Syekh Nawawi dalam karyanya Kasyifatu Sajaa Syarah Safinatunnaja (h. 117) berpendapat apabila seseorang melakukan niat pada awal bulan ramadhan untuk melakukan puasa keseluruhannya (sebulan penuh) maka menurut pendapat Mazhab Syafi’i tidak cukup kecuali untuk hari pertama pelaksanaan puasa.
Namun niat tersebut sunnah dilakukan agar dapat tetap sah puasa untuk seseorang yang lupa melakukan niat pada malam harinya menurut pendapat Imam Malik. Seperti halnya disunahkan untuk niat pada siang hari bagi yang lupa niat pada malam hari menurut Imam Abu Hanifah. Kesunahan itu bisa terlaksana jika niat taqlid kepada dua imam di atas.

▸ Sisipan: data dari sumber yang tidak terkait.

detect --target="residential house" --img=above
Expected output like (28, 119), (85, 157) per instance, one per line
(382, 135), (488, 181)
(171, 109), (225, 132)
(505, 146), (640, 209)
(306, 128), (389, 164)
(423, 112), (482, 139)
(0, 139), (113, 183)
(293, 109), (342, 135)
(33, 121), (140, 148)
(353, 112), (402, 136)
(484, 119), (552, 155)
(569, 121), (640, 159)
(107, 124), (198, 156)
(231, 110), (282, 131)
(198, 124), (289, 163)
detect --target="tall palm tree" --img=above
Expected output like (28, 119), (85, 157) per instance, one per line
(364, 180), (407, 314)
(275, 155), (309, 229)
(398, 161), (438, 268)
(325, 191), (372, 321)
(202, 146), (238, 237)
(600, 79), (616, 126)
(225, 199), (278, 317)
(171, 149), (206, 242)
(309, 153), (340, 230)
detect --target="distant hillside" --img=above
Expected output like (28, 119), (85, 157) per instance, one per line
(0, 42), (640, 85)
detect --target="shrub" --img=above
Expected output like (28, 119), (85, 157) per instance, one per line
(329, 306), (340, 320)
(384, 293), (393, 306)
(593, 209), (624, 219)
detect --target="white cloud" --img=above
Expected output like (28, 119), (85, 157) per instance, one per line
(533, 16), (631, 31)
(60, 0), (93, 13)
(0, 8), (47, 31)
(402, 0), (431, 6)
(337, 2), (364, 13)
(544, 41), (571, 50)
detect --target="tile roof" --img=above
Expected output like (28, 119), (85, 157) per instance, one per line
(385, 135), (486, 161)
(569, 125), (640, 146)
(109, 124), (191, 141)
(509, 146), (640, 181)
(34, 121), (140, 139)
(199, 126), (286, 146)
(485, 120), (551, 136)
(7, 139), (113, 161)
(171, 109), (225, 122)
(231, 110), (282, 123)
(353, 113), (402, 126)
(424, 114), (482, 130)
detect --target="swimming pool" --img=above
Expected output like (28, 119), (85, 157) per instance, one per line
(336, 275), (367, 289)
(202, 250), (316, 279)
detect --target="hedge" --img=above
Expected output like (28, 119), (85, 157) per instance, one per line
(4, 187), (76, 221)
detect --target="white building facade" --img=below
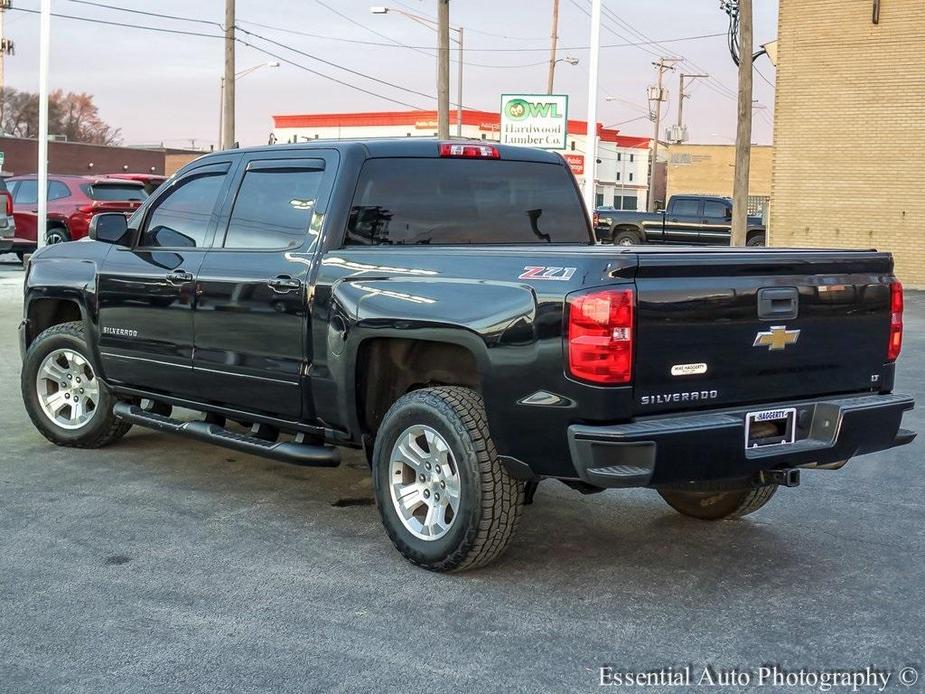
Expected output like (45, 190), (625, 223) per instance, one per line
(273, 110), (650, 210)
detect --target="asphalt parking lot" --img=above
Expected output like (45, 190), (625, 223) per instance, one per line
(0, 256), (925, 694)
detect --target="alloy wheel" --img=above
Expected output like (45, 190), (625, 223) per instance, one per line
(389, 425), (461, 540)
(35, 349), (100, 429)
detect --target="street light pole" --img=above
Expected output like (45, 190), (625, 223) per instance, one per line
(456, 27), (463, 137)
(437, 0), (450, 140)
(585, 0), (602, 214)
(546, 0), (559, 94)
(219, 0), (235, 149)
(730, 0), (753, 246)
(35, 0), (51, 249)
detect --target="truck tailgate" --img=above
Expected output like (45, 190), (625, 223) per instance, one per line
(634, 249), (894, 414)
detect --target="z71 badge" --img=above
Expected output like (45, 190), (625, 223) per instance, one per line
(517, 265), (578, 282)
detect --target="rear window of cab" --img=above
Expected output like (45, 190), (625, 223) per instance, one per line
(346, 158), (592, 246)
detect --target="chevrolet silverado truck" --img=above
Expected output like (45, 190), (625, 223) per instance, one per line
(594, 195), (767, 246)
(20, 139), (915, 571)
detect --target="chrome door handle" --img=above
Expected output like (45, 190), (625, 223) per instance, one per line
(267, 275), (302, 294)
(167, 270), (193, 284)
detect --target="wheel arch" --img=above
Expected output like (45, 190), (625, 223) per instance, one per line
(351, 335), (482, 436)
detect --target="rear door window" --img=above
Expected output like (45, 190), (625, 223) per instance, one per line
(225, 159), (324, 250)
(671, 200), (700, 217)
(83, 183), (148, 202)
(13, 179), (39, 205)
(139, 172), (225, 248)
(703, 201), (728, 219)
(346, 158), (591, 245)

Jika tidak, maka ia justru melakukan ibadah yang rusak dan hal itu diharamkan.
Adapun niat yang diajarkan oleh almagfurlah KH Ahmad Idris Marzuki (Lirboyo) dalam sabil al-huda adalah sebagai berikut :
نَوَيْتُ صَوْمَ جَمِيْعِ شَهْرِ رَمَضَانِ هَذِهِ السَّنَةِ تَقْلِيْدًا لِلْاِمَامِ مَالِكٍ فَرْضًا ِللهِ تَعَالَى
“Nawaitu shauma jamii syahri ramadhan hadzihi sanati taqliidan lil Imam Malik fardhon lillahi ta’ala”
(Aku niat berpuasa seluruh bulan ramadhan tahun ini mengikuti Imam Malik fardhu karena Allah ta’ala.)
Dengan adanya cara tersebut bukan berarti tidak perlu lagi niat setiap harinya, tapi cukup hanya sebagai antisipasi bila terjadi keluputan dalam niat. Adapun wanita yang di awal ramadhan sedang haid, maka niatnya pada saat dimana malam ramadhan ia dalam keadaan suci.
*Penulis: Jauhari Ramadhani, Penulis adalah Santri Pondok Pesantren Al-Munawwir Komplek IJ (Al Masyhuriyyah) Krapyak Yogyakarta.